Venus reached her first Slam final that same year, falling to Martina in Flushing. At the time, she was no match for her rival’s fully-developed game. But while the American made steady improvements, fine-tuning her power game to match the consistency of those ranked above her, injuries tended to derail her cause, most notably when she succumbed to cramps against Hingis at the same event two years later.
As she was getting her legs massaged by the trainer, Hingis put a towel on the ground so she could lie on the court with her feet up.
It is a scene that is just so Martina. Once quoted as saying she was a “player, not a worker,” the Swiss superstar was a young woman to whom much (perhaps too much) came easily. Her consistent style meant she could compensate for a powderpuff serve, the biggest weakness in her game, relatively speaking. While those around her got fitter and tougher, Martina laid back with her feet up, never losing that signature wry grin. And why shouldn’t she have? She was assured of a Hall of Fame career by the age of 18.

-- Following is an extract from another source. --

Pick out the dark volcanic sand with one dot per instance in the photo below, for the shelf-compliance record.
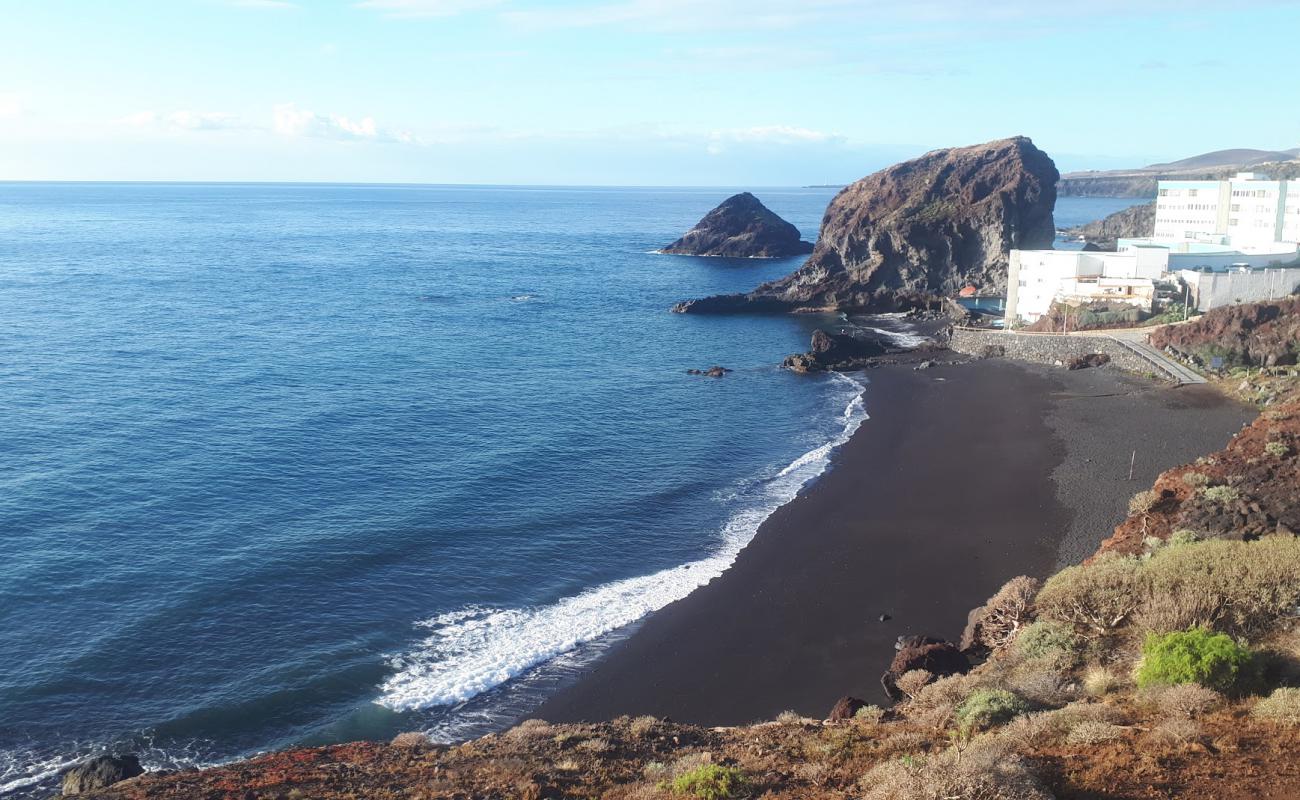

Sure enough, Hingis was elected to the illustrious Interantional Tennis Hall of Fame on Monday, a class of 2013 for which, once again, she seems too young. While her powerful, injury-prone contemporary once looked more likely to be the proverbial flash in the pan, it was Hingis herself who burned out at 22, made a comeback at 25 only to retire for good at 27. Even in her much anticipated mid-2000s comeback, it was apparent that she had failed to make the necessary changes to compete with what had become the game’s best. The comparative lack of success meant, for Hingis, an exponential decrease in desire.
By comparison, Venus has become the posterwoman for overcoming adversity. Over almost two decades on tour, she not only became a great champion (though her head-to-head with Hingis ended at 11-10 in the Swiss’ favor), but also an ambassador for her sport and an inspiration to all who have seen her battle and conquer Sjogren’s Syndrome, a debilitating autoimmune disease, to win a fourth Olympic gold medal last summer in London. Who could have predicted the way this story would end? Certainly no one in the 90s.
Though firmly entrenched among the game’s legends, what would Hingis give to go back?